I am thinking outside the box of legal definitions as I said. I think legal definitions are far too limited, and the word "adoption" tagged onto the most reprehensible practice seems to make it somehow OK or makes the end justify the means.

NOT! At least not in my book.

I take the liberty of calling people who place babies in the hands of pervs - flesh peddlers.You can argue they are not. I take the liberty of labeling baby selling - ugh...baby selling no matter what pretty bow it is tied up in.

I am just DYING to know what agency was involved in the James Barnes, Duke U social worker adoption for sex case!

And BTW - we have no way of knowing how many kids are being abused by their adopters for sexual pleasures, because no one checks up on adoptions once they are final - nor those that are never filed as adoptions.

Anonymous said...

I thought his name was Frank Lombard, not James Barnes.

maryanne said...

When speaking of crimes, it is best to stay "in the box" of legal definitions. Kidnapping and baby selling are two different crimes. "One of these things is not like the other" as they say on Sesame St.

Both are bad, both are illegal, but to get back to your original "are adoption and kidnapping the same?" no, not the same thing. Communication about abuses in adoption would be better served by addressing them each separately rather than lumping them together.

AdoptAuthor said...

Is it kidnapping when "adoptive parent" keep a child after ordered by the court to return it as was the case in all of the major publicized disputed adoption cases?

Is it not kidnapping when coercion is involved to obtain the child in the first place? If not, why not?

Kidnapping is not as B/W a thing even in in legal context as you might think. Consider my (June 9) blog post about Jamie Kiefer who was originally charged with kidnapping her child but those charges were dropped because it turned out to be her baby. Yet in other cases of parental kidnaping such charges have remained. the legal lines are fluid and allow for interpretation and flexibility on the part of the courts.

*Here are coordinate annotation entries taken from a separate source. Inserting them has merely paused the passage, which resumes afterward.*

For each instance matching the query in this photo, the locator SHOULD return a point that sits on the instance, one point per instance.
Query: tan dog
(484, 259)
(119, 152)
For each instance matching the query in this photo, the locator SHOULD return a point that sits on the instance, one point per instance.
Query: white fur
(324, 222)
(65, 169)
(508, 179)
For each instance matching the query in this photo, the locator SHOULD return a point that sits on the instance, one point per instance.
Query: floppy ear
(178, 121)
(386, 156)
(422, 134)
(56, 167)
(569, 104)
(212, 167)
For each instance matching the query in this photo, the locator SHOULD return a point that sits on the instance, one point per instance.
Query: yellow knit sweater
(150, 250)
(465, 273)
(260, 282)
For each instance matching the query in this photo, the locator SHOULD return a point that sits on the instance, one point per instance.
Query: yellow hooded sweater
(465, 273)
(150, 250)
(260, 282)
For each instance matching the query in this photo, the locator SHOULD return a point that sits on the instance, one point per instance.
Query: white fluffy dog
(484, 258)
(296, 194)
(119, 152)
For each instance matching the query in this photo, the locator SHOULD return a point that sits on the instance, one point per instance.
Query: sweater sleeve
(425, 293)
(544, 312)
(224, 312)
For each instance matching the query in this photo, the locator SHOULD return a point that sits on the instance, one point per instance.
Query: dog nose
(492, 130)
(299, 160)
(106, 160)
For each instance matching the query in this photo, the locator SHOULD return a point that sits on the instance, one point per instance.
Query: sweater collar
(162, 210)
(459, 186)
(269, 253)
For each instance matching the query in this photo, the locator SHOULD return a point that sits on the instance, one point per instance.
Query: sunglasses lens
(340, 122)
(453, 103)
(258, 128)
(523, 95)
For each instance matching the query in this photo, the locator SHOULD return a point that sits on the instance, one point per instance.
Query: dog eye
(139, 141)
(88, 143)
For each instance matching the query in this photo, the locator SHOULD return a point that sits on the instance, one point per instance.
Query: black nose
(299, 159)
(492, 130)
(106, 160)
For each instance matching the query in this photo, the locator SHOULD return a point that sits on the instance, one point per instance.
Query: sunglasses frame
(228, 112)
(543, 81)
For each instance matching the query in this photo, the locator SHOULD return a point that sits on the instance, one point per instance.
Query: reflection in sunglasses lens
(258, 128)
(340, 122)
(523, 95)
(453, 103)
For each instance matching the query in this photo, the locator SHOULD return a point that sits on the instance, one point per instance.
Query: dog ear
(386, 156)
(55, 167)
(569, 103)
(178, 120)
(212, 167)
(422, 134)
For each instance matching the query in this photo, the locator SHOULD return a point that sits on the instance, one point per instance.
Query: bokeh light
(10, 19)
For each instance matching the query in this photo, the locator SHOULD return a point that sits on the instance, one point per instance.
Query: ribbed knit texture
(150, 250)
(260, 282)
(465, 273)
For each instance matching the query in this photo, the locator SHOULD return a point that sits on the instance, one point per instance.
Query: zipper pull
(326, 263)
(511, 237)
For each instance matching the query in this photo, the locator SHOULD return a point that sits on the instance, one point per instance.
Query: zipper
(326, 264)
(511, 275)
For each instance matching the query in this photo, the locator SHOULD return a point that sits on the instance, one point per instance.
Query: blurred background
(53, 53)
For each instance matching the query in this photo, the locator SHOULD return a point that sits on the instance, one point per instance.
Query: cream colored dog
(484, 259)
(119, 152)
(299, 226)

Well...some agree with me that asking the question and raising these issues and comparisons is an important first step in ending, unethical, coercive adoption practices. Copy and paste link with no spaces:

http://mkg4583.wordpress.com/2009/07/04/child-finally-
reunited-with-his-family-parental-rights-fought-for-
and-won/#comments

H said...

"He has raised them and that makes them his. HUH?? Does she as an attorney really equate children to possessions?"

***

No, as an attorney she's aware of the existence of "de facto parent" status for longterm caregivers where no one else can make a more compelling claim of parental rights. When or not you agree that this should be possible, it has nada to do with property rights, and is completely a custody issue, so let's not misrepresent that.

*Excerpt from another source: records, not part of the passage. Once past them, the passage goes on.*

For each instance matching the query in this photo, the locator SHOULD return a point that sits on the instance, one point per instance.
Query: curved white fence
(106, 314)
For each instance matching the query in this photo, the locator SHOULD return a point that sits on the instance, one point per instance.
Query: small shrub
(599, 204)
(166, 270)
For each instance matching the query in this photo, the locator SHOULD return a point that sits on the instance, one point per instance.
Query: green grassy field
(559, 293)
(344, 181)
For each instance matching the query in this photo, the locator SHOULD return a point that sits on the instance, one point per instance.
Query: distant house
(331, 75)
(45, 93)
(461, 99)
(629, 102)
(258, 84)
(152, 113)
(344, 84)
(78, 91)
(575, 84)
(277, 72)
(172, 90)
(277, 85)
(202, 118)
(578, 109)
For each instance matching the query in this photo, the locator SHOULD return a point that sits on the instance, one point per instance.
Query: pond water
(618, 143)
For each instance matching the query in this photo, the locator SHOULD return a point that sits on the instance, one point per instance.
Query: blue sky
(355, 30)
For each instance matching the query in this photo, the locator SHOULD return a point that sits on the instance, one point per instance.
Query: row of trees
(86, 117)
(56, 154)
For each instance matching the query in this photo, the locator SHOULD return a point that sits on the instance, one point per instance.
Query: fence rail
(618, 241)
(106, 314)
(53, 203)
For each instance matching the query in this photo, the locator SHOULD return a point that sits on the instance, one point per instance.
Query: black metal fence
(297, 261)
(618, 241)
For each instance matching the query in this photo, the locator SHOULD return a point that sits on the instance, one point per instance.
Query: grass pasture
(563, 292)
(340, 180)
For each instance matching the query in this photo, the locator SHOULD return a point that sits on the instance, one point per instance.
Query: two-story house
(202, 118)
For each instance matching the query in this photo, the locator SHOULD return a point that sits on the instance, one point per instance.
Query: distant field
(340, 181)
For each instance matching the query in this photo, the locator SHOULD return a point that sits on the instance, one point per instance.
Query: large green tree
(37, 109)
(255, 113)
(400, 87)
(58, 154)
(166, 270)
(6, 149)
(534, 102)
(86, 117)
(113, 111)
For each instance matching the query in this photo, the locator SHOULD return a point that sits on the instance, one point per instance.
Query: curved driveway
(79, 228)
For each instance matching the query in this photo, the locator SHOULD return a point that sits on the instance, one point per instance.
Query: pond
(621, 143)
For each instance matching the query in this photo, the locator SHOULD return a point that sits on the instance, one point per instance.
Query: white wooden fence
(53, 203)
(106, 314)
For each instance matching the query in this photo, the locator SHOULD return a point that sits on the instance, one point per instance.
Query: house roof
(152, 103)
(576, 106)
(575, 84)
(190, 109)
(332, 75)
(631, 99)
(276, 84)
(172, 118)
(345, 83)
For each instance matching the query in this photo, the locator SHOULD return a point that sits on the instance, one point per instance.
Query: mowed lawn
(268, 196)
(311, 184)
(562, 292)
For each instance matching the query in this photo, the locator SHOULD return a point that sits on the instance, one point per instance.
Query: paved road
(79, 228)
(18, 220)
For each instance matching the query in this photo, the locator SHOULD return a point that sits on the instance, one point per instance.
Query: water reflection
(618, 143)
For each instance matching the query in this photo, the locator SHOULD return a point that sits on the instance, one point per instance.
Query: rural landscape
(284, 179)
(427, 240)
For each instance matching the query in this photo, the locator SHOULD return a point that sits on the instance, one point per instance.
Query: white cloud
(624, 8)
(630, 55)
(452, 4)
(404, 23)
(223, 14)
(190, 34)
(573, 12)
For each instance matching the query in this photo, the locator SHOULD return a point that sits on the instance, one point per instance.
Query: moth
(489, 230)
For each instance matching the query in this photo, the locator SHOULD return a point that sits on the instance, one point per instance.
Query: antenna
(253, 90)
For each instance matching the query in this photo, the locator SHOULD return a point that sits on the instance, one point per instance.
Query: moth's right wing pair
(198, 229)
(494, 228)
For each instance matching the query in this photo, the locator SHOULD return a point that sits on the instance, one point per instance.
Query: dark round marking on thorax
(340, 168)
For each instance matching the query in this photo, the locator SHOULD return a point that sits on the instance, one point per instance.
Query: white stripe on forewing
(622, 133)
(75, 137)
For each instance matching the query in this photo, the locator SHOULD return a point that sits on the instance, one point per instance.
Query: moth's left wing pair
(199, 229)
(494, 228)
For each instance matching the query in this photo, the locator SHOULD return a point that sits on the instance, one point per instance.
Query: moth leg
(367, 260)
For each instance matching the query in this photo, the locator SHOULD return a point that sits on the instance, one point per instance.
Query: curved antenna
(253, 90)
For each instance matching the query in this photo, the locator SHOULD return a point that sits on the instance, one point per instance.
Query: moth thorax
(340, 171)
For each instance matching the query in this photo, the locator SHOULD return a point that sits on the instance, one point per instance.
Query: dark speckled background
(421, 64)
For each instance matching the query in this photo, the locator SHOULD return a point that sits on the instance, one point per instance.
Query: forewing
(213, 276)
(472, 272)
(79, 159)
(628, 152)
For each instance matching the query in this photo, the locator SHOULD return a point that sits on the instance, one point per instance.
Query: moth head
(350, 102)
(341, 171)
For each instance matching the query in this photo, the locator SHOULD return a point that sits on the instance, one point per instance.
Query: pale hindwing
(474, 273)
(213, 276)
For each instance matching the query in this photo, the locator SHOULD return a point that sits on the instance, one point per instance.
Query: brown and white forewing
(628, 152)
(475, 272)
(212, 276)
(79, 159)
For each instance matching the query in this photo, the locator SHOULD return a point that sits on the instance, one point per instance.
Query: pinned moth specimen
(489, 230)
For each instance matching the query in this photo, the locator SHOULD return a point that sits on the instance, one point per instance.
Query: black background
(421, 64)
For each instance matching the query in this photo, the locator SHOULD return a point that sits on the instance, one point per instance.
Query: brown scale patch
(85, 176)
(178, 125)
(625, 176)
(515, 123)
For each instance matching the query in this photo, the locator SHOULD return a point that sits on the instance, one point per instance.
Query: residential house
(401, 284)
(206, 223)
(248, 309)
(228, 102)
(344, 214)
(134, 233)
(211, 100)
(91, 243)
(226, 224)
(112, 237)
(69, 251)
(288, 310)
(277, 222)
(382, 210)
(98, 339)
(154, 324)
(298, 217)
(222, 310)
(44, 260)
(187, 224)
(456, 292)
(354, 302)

The difference between kidnapping and adoption is that kidnapping is predicated on the custodial parent/legal guardian being unwilling to surrender the child. (A child could be kidnapped for adoption, but they're still separate things where one precedes the other.)

If they child is deliberately surrendered, whether through official or unofficial channels, it's not kidnapping. There may be other crimes involved (falsification of documents, sexual abuse, even murder, etc.) but it is not IN ITSELF kidnapping if it doesn't fit any of the actual criteria for that crime.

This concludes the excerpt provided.